Banks to suffer from sluggish lending growth
WEAK borrowing by businesses and households will dent banks’ finances in the coming years, analysts at the EY Item Club predicted today.
The strong economic recovery will not feed through to bank lending as much as it did in previous growth spurts, and could leave banks struggling to get back to sustainable levels of return on equity.
Banks’ shareholders have been looking forward to the recovery after years of pain following the financial crisis, with even strong banks struggling to pay out to their owners.
Instead, they have had to retain profits to build up capital buffers, tap up investors for more funds and have suffered from new regulations squeezing profitability.
Total household lending will grow by just 2.4 per cent this year, the Item Club predicts, a level which it sees as unusually weak for this period in the economic cycle – at the same point in the early 1990s, household credit growth stood at 5.6 per cent.
Business lending growth will be even worse at 1.5 per cent this year, a forecast revised down from the 2.5 per cent predicted over the winter.
By 2018 it predicts the stock of loans to businesses will still be 10 per cent below its 2008 level.

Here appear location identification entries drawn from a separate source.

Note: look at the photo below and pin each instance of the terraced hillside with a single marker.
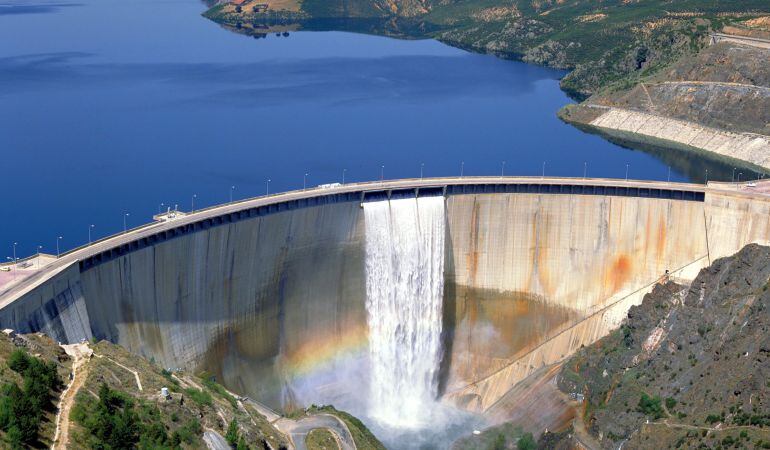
(716, 101)
(602, 43)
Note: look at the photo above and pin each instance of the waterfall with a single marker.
(404, 296)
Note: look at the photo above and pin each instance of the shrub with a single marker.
(21, 410)
(526, 442)
(201, 397)
(232, 434)
(650, 406)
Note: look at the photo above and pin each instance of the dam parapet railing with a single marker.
(117, 245)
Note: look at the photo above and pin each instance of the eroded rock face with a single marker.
(708, 365)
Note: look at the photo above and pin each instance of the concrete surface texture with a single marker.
(274, 306)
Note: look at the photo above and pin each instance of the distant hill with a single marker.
(600, 42)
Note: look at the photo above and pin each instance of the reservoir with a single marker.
(111, 111)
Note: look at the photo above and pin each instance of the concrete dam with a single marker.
(391, 296)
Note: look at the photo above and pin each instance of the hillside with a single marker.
(114, 400)
(120, 403)
(602, 43)
(688, 369)
(716, 101)
(32, 372)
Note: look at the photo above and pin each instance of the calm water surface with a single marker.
(110, 107)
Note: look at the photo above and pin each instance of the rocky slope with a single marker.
(717, 101)
(601, 43)
(688, 369)
(642, 56)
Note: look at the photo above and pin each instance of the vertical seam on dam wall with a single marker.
(361, 196)
(708, 238)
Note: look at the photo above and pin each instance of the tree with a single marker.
(232, 434)
(526, 442)
(499, 442)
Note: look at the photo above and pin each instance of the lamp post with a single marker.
(14, 269)
(15, 261)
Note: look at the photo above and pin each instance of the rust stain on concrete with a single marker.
(620, 272)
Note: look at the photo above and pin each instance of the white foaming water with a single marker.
(404, 297)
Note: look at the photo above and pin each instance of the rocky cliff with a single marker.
(689, 366)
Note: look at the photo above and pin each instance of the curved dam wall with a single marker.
(274, 304)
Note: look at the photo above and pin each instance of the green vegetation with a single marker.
(199, 396)
(115, 422)
(217, 388)
(608, 45)
(361, 434)
(650, 406)
(22, 409)
(320, 439)
(526, 442)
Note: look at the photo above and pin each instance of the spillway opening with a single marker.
(404, 305)
(404, 297)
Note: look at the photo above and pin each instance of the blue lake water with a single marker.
(108, 107)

By contrast bond issuance is up 20 per cent since 2009, while more firms are relying on retained profits to expand.
“Low borrowing is good news for the sustainability of the recovery, but bad news for banks’ profitability,” said senior economic adviser at the EY Item Club, Martin Beck.
“Banks will need to continue exerting tight controls on costs and innovate further to close the gap with pre-crisis rates of profitability.”